By the way, there are now about 300 Microsoft employees blogging over at Blogs.MSDN.com. How did I know Chris posted? Cause I needed to scroll for about 10 minutes just to get to the next post. :-)
OK, outta here. See ya.
I see on Doc Searls weblog that it's raining in southern California. He should move to Seattle. It's stunningly beautiful here. Yesterday we saw Mt. Rainier, which is about 100 miles away. So, Maryam and I are going out.
But, first, Matt Goyer and I are thinking of going skiing tomorrow at Stevens Pass. Anyone want to come? It's his first day here in Seattle area and the weather is perfect, so should be a good day of skiing.

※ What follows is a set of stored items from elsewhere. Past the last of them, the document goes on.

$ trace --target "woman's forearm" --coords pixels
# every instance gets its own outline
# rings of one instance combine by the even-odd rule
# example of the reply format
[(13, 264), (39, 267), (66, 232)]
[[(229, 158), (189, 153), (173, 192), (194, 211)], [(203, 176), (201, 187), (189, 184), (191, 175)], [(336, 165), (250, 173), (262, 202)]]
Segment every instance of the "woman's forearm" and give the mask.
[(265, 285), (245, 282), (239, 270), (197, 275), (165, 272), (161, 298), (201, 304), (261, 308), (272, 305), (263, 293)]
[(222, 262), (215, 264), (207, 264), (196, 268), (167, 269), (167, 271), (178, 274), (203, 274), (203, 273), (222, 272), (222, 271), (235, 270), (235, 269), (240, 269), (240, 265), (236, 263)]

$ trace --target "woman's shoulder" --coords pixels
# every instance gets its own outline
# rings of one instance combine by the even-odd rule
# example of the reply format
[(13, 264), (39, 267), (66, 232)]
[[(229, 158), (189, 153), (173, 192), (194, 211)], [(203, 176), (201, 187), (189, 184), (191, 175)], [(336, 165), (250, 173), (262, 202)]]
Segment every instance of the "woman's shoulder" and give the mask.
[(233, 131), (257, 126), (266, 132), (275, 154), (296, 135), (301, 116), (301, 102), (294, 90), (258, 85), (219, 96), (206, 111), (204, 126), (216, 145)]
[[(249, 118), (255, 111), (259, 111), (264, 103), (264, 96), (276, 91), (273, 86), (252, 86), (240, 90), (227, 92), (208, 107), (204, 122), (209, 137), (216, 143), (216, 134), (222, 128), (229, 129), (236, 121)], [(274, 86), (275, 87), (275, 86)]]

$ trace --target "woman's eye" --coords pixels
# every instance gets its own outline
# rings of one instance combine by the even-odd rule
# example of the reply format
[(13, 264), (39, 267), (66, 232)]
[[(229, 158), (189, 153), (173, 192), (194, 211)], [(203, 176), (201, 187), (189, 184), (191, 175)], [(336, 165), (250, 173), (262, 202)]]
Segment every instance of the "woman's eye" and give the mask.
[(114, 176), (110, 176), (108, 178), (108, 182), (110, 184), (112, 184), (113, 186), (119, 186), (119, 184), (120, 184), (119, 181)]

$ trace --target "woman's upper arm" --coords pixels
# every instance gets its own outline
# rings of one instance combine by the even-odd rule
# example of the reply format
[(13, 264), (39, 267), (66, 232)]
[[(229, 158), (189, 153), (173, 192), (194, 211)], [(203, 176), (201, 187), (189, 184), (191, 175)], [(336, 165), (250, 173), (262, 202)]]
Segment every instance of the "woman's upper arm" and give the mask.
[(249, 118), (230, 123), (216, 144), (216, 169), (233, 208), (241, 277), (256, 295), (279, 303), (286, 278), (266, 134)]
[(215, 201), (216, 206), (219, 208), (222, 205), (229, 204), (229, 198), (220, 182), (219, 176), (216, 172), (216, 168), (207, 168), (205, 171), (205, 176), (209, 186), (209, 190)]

Last night Maryam and I had fun. We dropped by Victors to see Bill Radcliffe and his favorite band, the Sister Monk Harem. He did all the photography for the band and was proudly showing off his new Canon 10D (with some very cool lenses). Figures he'd be into photography, though, he is a technologist at Corbis (they own millions of stock photo images).
Bill also told us about the RoboOlympics (March 20-21 in San Francisco). He sent me this page which shows some $3000 humanoid robots that'll be at the Robolympics.
And with that, I'm off to go play in the sun with Maryam. See ya soon.